Sí hubo caídas feas como esa insulsa subtrama de Caraculo y Hitler en el infierno, mostrando el inframundo como una especie de secundaria con matones y nerds. Para mí lo más olvidable de esta segunda temporada. Y está claro que la tercera ahondará en los sucesos de Angelville, puesto que en la serie los acontecimientos respecto al El Grial fueron presentados antes que la abuela de Custer, al revés que en el comic, aunque no me parece que esto haya estado mal, para ser honestos.
Creo que lo peor de esta temporada fue sin duda la inexistente química entre Jesse y Tulip, quienes parecen ir cada uno por su lado.
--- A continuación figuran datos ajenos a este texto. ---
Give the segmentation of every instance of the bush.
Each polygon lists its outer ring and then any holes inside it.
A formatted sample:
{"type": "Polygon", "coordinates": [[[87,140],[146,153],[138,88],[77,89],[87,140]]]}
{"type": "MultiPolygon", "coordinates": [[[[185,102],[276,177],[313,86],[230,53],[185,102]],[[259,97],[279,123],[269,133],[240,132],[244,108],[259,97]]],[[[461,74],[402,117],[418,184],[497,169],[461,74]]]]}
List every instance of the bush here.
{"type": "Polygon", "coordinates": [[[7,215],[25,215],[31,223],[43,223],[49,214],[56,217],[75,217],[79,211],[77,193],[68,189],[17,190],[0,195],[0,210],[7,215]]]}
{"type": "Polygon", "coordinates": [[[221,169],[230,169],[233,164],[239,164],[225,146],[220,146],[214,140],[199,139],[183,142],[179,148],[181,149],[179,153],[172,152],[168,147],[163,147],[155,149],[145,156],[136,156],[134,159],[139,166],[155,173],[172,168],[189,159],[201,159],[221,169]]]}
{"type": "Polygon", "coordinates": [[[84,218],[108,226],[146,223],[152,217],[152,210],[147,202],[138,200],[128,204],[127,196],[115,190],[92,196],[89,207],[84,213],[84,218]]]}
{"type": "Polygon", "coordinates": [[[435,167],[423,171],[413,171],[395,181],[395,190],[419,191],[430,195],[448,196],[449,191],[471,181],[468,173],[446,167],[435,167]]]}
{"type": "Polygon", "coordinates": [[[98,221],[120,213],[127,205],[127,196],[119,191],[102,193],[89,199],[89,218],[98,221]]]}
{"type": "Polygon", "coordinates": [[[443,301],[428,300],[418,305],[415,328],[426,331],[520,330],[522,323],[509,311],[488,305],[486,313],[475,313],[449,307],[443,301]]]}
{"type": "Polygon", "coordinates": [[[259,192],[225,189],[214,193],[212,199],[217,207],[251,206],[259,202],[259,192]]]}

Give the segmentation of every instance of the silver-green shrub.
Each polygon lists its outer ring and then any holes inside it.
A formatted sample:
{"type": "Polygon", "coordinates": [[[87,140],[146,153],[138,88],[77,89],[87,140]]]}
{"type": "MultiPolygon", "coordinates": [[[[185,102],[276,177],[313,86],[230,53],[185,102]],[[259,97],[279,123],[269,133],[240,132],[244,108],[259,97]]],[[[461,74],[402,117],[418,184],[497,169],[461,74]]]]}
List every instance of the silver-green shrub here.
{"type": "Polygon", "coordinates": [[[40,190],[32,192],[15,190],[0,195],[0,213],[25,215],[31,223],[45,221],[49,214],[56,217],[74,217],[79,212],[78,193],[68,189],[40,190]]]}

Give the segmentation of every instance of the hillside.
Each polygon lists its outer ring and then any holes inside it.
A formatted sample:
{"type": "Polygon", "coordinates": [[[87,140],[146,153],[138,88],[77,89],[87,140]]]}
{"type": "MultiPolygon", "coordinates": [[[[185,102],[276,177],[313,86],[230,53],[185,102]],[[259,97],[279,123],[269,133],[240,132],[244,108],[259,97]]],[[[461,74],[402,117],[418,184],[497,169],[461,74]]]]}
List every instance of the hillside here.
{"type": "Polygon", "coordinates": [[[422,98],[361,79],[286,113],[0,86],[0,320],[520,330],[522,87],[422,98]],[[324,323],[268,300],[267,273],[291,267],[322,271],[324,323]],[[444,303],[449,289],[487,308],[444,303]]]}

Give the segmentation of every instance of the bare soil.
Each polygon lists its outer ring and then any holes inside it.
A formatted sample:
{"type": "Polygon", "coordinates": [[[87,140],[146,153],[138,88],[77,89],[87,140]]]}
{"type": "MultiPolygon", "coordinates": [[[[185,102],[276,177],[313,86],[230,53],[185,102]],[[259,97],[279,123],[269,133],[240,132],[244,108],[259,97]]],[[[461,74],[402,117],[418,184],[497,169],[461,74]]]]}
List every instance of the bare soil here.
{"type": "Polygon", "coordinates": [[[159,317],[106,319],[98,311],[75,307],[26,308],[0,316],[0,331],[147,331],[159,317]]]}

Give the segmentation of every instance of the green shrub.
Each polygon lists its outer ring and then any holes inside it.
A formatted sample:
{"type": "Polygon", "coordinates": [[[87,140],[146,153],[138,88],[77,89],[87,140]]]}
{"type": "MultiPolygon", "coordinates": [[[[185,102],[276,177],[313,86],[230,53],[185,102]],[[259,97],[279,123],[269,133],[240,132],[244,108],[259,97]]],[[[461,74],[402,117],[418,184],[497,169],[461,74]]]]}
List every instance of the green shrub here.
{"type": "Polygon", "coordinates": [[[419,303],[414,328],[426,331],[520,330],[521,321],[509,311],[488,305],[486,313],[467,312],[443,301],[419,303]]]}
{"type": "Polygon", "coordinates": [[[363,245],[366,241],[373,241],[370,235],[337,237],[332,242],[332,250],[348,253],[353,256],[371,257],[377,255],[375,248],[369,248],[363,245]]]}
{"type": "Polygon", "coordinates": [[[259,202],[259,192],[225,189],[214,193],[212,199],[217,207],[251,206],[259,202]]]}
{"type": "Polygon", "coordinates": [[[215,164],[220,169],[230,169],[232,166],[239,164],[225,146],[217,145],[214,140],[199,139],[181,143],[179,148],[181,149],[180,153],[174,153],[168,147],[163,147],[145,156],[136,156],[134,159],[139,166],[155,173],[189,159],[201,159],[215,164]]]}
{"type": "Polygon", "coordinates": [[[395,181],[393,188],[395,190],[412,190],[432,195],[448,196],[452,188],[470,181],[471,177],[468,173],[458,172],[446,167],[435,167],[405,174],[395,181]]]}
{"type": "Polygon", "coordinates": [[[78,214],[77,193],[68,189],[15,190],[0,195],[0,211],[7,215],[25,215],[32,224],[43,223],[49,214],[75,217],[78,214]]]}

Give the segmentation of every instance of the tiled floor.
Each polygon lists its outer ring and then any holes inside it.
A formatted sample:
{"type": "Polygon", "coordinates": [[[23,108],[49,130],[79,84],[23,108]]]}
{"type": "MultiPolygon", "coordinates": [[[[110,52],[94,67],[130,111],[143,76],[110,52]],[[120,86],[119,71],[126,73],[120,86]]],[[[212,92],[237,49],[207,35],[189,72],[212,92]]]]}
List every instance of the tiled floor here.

No es posible ver ese fuerte vínculo que comparte la pareja en el comic, acá incluso Tulip se ve más cercana a Cassidy, con Jesse parecen niños taimados que no se interesan en absoluto por el otro, y eso sí que va en contra del espíritu y la identidad de lo que fue “Preacher”. Cuando lees el cómic, piensas “qué ganas de que esta pareja funcione”, quieres que ellos dos estén juntos. Acá, como que cada personaje opera por separado y no existe esa pasión que cada uno desata en el otro.
Solo nos queda esperar que la tercera temporada halle el camino perdido, que El Santo de los Asesinos no sea un pelele fácil de manipular o encerrar en una camioneta, y que veamos a Jody y T.C. en todo su esplendor y mala leche, sin censura, junto a la abuela. Roguemos al Señor nuestro Dios. Aunque todavía no se le pueda encontrar.